Cuadrilla Resources has reported their huge gas find near Blackpool. And it is huge, just enormous:

And it's a whopper: 200 trillion cubic feet. Recoverable reserves will be less, perhaps considerably so: but to put it in perspective, the Groningen field, at 100 TCF, completely transformed the Dutch economy** in the '60's and 70's and will last to 2080. The largest North Sea gas field discovery to date - the Troll field in Norwegian waters - was about 50 TCF recoverable, and has been supplying France, Belgium and Germany since the mid '90s, with many more productive years to come.

The reason this is important? It completely changes the economics of renewables and climate change. Yes, gas is a fossil fuel, yes, there are emissions, but they're a lot lower than coal. We've already got most of the country piped for gas delivery and this new cheap and above all local source can just be pumped into that system.

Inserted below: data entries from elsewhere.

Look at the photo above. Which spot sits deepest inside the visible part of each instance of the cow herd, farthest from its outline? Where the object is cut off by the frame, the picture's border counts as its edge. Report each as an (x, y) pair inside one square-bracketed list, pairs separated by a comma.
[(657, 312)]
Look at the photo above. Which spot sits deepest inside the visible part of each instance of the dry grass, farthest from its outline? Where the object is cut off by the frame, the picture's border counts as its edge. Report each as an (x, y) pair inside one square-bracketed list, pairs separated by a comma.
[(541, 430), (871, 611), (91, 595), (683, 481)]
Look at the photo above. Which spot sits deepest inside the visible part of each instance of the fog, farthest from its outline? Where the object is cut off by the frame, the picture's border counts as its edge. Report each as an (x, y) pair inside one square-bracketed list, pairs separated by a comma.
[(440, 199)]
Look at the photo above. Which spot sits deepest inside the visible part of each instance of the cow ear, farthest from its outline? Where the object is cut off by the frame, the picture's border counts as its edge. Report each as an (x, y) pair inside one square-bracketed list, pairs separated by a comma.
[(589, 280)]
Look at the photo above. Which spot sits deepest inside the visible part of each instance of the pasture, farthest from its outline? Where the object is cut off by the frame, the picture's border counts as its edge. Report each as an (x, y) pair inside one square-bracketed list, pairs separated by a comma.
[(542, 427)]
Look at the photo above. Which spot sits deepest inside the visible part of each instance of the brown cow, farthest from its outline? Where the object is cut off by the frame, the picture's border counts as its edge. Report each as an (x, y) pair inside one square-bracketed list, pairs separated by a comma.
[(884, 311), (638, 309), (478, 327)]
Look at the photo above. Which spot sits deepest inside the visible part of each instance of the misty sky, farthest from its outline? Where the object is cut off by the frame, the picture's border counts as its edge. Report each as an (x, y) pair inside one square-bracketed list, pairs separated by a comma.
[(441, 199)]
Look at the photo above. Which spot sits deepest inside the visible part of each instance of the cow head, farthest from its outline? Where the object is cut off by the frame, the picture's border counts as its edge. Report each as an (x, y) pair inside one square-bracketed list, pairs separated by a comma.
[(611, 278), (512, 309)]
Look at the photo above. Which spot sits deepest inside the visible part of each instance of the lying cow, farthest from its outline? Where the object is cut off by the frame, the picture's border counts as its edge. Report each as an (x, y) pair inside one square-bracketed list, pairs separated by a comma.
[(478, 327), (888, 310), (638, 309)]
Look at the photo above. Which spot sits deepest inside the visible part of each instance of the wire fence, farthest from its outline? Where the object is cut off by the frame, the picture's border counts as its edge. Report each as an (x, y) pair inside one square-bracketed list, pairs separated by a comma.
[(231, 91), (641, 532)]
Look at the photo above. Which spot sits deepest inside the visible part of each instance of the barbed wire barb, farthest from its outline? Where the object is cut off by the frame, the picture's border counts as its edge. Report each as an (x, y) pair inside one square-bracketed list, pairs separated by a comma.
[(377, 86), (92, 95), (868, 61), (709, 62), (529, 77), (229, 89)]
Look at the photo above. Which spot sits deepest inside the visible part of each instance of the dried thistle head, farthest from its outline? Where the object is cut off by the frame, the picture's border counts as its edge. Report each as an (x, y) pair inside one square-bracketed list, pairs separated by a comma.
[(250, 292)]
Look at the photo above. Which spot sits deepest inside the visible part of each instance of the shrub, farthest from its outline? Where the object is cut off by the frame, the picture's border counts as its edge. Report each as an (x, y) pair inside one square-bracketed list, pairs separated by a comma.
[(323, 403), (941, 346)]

It simply makes windmills an irrelevance: quite apart from the massive difficulty we'd have with the variability of wind power if we did build out the proposed system. Which is why, of course, Greens like Caroline Lucas are squawking:

Instead of caving in to fierce industry lobbying, the government should follow the example of France and others by agreeing a moratorium on new shale gas exploration, at least until the environmental and health effects are fully understood.

Why should we stop looking around for shale gas just because we're uncertain about the effect of exploiting it? Sounds very odd: until you consider that Blackpool isn't the only place in the UK with shale gas underneath it. Find a few more fields, see that we've got a century of more of energy under our feet and, well, standing between 60 million Brits and cheap and clean heat and power is unlikely to do a political career much good. Thus the call to ban the exploration, so that we never do manage to find out how much we've got.

And that's the political battle we've got to gird ourselves up to win: we really mustn't let the greens (and Greens) impose an exploration ban. This is going to be difficult though: Chris Huhne has been heard spouting off about people lighting their tap water in the film Gasland. Except of course that has been happening for decades longer than frakking has been done, it's an entirely natural (even if worrying) occurence.

We simply mustn't let them ban exploration or cheap energy in favour of their damn windmills.